レスラーズ・ハイⅡはお休みします
ジュンと俺は共通点が多い。
同い歳だし誕生日も近い。
大卒プロレスラーということもよく比較対象とされた。
だが、奴がプロレスラーとしてのエリート街道を突き進むのとは裏腹に、俺はまったく芽が出なかった。
ある日奴は俺に言った。
「タカオ、俺のタイツを洗っておいてくれよ。」
メインに近い試合で歓声とスポットライトを存分に浴びたジュンは、汗だくのタイツを俺の目の前で脱いだ。
ツーンと漂う雄の臭い。
「オマエ、暇だろ。俺はマッサージの後タニマチさん達と飲みに出るからさ。」
あの時、奴のタイツを洗いながら流した涙を俺は忘れないと誓った。
青タイツの股間部分から放たれる男の臭いに思わず勃起した屈辱を必ずはらしてやる!
そして俺は変わった。
我武者羅にプロレスに打ち込み、とうとうスターのジュンとシングルマッチで対戦するまでのし上がった。
こいつだけは絶対許さない!
ジュンは試合中、意図的に自分の青い股間を俺に見せつけていた。
「タカオ、これがお前と俺の埋められない差だ。」
俺には意味が分からなかった。
全然モッコリしてねーじゃん。
むしろ、俺の方が男らしい立派なモッコリだ。
くそっ!
こんな粗チン野郎に敗けてたまるか!
しかし実際に闘ってみると、奴のプロレスのセンスには唸らざるを得なかった。
決して立派ではない股間の膨らみを、効果的にエロく見せる術には舌を巻いた。
明るい青のタイツの光沢も計算の内なのかもしれない。
今まで大きな試合に幾度も出ているだけあって、TVカメラの位置もしっかり把握している。

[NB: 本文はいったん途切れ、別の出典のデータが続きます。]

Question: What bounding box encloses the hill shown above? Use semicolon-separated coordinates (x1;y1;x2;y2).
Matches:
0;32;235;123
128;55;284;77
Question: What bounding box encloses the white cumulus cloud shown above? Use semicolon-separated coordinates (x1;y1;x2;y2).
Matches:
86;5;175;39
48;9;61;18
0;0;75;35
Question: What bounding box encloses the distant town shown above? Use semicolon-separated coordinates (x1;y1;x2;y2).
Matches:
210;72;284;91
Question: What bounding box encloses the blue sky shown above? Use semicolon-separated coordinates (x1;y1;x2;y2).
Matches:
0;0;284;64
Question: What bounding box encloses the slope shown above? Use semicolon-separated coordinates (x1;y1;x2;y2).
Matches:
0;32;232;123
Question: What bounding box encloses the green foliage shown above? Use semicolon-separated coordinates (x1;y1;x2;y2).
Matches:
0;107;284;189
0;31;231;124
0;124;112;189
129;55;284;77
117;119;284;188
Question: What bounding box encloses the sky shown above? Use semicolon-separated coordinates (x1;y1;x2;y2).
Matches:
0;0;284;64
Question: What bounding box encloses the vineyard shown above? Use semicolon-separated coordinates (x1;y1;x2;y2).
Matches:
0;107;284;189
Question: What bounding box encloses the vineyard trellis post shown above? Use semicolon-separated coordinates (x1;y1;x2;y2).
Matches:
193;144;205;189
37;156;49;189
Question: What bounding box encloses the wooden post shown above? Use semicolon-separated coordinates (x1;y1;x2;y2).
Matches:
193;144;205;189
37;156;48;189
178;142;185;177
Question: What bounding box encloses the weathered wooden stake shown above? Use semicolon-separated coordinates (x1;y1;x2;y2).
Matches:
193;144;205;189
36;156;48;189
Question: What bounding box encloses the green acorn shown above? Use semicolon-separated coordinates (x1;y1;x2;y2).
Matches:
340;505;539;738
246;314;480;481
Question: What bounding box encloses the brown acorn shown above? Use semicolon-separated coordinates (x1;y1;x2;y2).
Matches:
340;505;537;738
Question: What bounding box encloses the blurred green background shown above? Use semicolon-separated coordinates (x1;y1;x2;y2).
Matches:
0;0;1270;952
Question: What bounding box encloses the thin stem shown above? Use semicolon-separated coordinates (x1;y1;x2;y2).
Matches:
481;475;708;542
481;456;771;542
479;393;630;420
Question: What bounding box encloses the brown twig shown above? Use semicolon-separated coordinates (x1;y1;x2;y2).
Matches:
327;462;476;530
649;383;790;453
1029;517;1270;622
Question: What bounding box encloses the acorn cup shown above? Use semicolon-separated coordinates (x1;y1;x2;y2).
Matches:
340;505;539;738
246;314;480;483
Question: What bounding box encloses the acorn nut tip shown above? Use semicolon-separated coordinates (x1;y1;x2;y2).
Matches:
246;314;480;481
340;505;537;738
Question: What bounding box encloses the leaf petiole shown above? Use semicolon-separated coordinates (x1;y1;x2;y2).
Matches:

近付いてくるカメラにすかさず大股を広げる大男の姿に、俺は一瞬感心してしまった。
さらに、奴は責めにおいても俺がエロく見えるように配慮していた。
場外で股間をさらけ出して悶える快感を俺は初めて知った。
図らずも奴のおかげで。
股間押し付けフォールの屈辱にパニくる俺にジュンの囁きが聞こえてきた。
「タカオ、デカけりゃいいってもんじゃねえんだぜ。
どうだ?俺のモッコリを顔で受ける感覚は。
サイコーにエロい気分になるだろ?
プロレスも男道も技次第なのさ。」
勝てない・・・・・
そして俺は奴の怒涛の責めに成すすべなくリングに沈められた・・・
ほくそ笑む同期の憎々しい面。
俺は悟った。
コイツが先輩レスラー達から異様に可愛がられていた訳を。
大学レスリング部時代に培われた技術によるものだけではなかった。
それは、「男力」。
男同士が裸で絡み合うプロレスという世界で、遺憾なく発揮される魔性の力だったのだ。
「スター」であるジュンは敗者の俺に手を差し伸べるパフォーマンスを欠かさない。
そしてさりげなく股間を見せつけて勝利の駄目押しをするのだ。
俺は、青い股間の小さな膨らみに奴の雄としての圧倒的な資質を認めざるを得なかった。
敗けた・・・・
俺は奴に、プロレスだけでなく男として敗北したのだ・・・・
絶望に沈むタカオ。
だが、ファンは見抜いていた。
タカオが格段にエロくなったことを。
プロレスに潜む男の真実に気付きを見出した時、レスラーは次のステージに脱皮する。